Molly is even doing better today.. I have had her out of her cage most of the day so she could get some much needed excercise Lil king isnt very happy as he is blocked away from her. Her eating is back to normal  I am ready to have lil king neutered I can not take the spraying everywhere.. He loves to spray my 3 yr old daughter even got her in the face today.. He wasnt doing that until we brought Molly home though so I think its just the female presence. I did take Mollys nest away that she had made against the vets advise they even said buy her some "babies" from the pet store. but I wasnt ok with that because I did not want to confuse her. and since I took her nest out she has perked up and isnt acting so sad. I am gonna make them weigh her on Thursday when I take her back bc they had a pregnancy weight not a real one. I think she may have been neglected by her previous owners. She doesnt like her whiskers bumped at all.. and she walks like a cat instead of hopping. And she is very skidish. But she is slowly warming up to us.And I am hoping to put some weight on her little by little. I am noticing she is a big chewer.. Chews everything.. None of my other buns have had this issue.. Any advise on what to do about this.. I gave her a bunch of lids and tops to things and some baby rattles and filled plastic Easter eggs with some treats but they only occupy her for so long.. Well thanks for all the advise.. I am loving this forum


----------



## Missbee85 (Mar 25, 2011)




----------



## Guest (Mar 27, 2011)

Just picked up on the thread :thumbup:

I'm glad she's almost back to her hoppy self    

Em
xx


----------



## hazyreality (Jan 11, 2009)

Missbee85 said:


> Molly is even doing better today.. I have had her out of her cage most of the day so she could get some much needed excercise Lil king isnt very happy as he is blocked away from her.

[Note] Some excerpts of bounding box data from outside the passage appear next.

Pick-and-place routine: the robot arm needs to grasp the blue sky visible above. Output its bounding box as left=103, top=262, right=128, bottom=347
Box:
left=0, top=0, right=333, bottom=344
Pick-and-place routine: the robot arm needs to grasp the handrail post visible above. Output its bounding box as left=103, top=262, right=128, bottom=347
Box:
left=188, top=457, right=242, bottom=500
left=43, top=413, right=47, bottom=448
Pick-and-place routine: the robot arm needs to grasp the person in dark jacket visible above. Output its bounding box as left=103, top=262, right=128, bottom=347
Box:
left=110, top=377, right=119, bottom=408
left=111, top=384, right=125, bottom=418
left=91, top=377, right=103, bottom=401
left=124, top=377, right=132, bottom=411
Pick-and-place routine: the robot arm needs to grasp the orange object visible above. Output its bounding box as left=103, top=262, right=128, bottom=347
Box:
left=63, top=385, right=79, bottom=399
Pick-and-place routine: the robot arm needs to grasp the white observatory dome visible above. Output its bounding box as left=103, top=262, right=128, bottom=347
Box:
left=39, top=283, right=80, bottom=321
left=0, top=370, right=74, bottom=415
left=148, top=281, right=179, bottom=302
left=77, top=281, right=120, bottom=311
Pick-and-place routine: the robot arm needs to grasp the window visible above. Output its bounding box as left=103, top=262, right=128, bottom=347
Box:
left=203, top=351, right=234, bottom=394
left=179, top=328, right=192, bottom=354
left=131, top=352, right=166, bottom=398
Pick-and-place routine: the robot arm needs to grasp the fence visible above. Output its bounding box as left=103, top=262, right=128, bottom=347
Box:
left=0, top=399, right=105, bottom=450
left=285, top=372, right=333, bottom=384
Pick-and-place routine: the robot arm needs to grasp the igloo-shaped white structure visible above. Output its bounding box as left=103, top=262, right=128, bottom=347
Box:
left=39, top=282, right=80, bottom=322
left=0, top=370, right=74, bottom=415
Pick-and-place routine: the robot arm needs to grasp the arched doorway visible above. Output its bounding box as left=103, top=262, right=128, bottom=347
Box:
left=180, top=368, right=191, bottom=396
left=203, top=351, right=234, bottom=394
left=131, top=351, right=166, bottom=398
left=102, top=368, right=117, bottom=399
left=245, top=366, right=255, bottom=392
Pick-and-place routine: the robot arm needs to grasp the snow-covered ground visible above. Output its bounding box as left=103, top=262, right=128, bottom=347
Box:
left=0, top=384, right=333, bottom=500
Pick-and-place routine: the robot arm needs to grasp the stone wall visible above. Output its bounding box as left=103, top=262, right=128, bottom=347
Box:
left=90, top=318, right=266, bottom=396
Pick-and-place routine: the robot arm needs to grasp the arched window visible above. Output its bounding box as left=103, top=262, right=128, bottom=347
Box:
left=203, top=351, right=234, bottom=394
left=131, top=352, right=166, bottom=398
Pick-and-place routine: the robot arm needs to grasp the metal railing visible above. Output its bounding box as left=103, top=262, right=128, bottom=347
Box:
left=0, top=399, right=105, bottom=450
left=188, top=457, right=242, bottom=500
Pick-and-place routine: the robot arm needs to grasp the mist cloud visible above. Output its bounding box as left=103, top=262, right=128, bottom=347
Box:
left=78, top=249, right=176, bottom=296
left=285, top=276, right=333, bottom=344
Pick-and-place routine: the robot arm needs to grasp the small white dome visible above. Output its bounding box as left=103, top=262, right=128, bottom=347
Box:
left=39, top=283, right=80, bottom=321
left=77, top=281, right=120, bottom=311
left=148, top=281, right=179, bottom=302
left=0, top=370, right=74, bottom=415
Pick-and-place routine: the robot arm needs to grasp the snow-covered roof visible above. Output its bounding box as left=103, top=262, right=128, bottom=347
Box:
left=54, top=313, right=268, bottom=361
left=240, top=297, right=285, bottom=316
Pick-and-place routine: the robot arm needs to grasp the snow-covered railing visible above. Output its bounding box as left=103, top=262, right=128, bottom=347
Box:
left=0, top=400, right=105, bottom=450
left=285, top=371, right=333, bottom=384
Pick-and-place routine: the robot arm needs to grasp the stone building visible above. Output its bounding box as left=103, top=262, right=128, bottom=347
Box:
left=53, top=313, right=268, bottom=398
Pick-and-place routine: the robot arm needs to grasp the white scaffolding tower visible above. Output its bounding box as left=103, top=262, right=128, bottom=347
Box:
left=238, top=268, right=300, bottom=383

Her eating is back to normal  I am ready to have lil king neutered I can not take the spraying everywhere.. He loves to spray my 3 yr old daughter even got her in the face today.. He wasnt doing that until we brought Molly home though so I think its just the female presence. I did take Mollys nest away that she had made against the vets advise they even said buy her some "babies" from the pet store. but I wasnt ok with that because I did not want to confuse her. and since I took her nest out she has perked up and isnt acting so sad. I am gonna make them weigh her on Thursday when I take her back bc they had a pregnancy weight not a real one. I think she may have been neglected by her previous owners. She doesnt like her whiskers bumped at all.. and she walks like a cat instead of hopping. And she is very skidish. But she is slowly warming up to us.And I am hoping to put some weight on her little by little. I am noticing she is a big chewer.. Chews everything.. None of my other buns have had this issue.. Any advise on what to do about this.. I gave her a bunch of lids and tops to things and some baby rattles and filled plastic Easter eggs with some treats but they only occupy her for so long.. Well thanks for all the advise.. I am loving this forum


Glad she is on the mend 
I would suggest a small ammount of porridge(made with water) a couple of times a week for putting weight on her  Barley rings are also good for it but you have to be careful how many you give. 
As for the chewing, I would try to get hold of some apple, pear or cherry tree branches, they love to chew them and it might stop her chewing the other stuff!

*Heidi*


----------



## emzybabe (Jun 30, 2009)

I'm pretty sure Cherry and plum twigs arnt safe for buns?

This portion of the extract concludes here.